Employer Withdrawal Liability – Something to consider before signing a CBA
Although the equity markets continue on a record breaking tear, many multiemployer pension plans remain severely underfunded. Unfunded pension liability, also referred to as employer withdrawal liability, creates substantial risks for union employers. Non-union employers contemplating signing on with a local union should consider potential pension plan liabilities as part of the due diligence process.
When it comes to potential liability to multiemployer pension plans, employers should proceed with extreme caution. Here are some considerations for an employer contemplating signing a CBA with a local trade union:
- The CBA will likely not refer to withdrawal liability and the union is under no legal obligation to disclose this potential liability to you prior to signing the CBA. This is because withdrawal liability is a product of statute, not the agreement.
- Does the CBA require contributions to be made to one or more defined benefit pension plan(s)?
- If so, what is the funding status of the pension plans for which you would be obligated to contribute to under the CBA? Under federal law, these pension plans are required to prepare an annual funding notice. Ask for a copy of the funding notice.
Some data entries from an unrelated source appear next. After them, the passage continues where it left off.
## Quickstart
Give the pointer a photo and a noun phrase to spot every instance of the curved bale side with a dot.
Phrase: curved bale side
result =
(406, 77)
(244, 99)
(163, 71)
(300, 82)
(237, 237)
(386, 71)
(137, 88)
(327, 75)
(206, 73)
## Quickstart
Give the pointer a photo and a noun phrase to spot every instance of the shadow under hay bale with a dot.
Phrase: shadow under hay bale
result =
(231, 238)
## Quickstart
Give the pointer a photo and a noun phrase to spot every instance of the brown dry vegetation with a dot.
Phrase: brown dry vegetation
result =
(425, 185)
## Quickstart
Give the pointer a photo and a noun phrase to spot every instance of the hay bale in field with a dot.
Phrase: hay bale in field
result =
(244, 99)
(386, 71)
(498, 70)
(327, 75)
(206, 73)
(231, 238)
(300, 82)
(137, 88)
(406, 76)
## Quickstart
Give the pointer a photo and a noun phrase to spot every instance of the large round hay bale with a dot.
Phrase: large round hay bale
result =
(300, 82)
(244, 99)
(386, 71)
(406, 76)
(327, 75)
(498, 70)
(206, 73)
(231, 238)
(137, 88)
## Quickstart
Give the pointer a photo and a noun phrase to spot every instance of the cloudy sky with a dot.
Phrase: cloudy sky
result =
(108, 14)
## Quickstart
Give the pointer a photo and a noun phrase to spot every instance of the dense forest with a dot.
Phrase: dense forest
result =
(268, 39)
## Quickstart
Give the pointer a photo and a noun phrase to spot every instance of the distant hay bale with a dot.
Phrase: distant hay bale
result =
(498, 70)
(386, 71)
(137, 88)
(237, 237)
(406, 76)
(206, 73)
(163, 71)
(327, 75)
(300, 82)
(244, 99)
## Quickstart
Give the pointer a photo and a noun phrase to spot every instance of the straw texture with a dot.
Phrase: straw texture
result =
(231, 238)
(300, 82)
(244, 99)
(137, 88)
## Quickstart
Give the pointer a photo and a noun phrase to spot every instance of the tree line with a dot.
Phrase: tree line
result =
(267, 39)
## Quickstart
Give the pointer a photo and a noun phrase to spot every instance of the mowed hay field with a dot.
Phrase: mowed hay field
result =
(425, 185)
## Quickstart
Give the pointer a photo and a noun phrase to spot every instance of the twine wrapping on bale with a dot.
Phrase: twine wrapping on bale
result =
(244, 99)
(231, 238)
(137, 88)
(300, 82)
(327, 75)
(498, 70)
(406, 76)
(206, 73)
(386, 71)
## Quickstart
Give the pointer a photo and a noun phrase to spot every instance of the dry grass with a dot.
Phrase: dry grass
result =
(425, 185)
- The funding status of the more severely underfunded plans can be found on the DOL’s website.
- Does the plan provide for a free look period? Under ERISA’s free look rule, you might qualify for a limited exception to withdrawal lability. This rule is complicated and only applies if the plan has been amended to permit the free look rule. Ask for a copy of the plan document.
- Will the union provide any indemnification for withdrawal liability? Some unions are willing to accept liability (with substantial limitations) to make union affiliation less risky for employers.
Further, simply refusing to the sign the CBA and hiring union employees is not a good strategy to avoid withdrawal liability. An employer that conducts itself as if it had signed a CBA (e.g. paying wages under the negotiated wage scale and making fringe benefit payments to the union’s employee benefit plans) is likely subject to the terms of the CBA. For example, an employer that hires union labor (participating in a multiemployer pension plan) may unknowingly create an obligation to make contributions to that pension plan and the cessation of such an obligation may trigger an assessment of withdrawal liability. It’s an expensive one-two punch, first the pension plan may file a collection action in federal district court to collect contributions for all covered work performed and then the plan may issue an assessment of withdrawal liability. This combination could prove to be a TKO for some employers.
These are just a few of the issues to consider when evaluating whether signing a CBA is the best option for your business. Given the complexities of these agreements and the law governing the relationship, it is highly recommended that you seek qualified counsel to assist you in making an informed decision on whether to sign a CBA or hire union labor.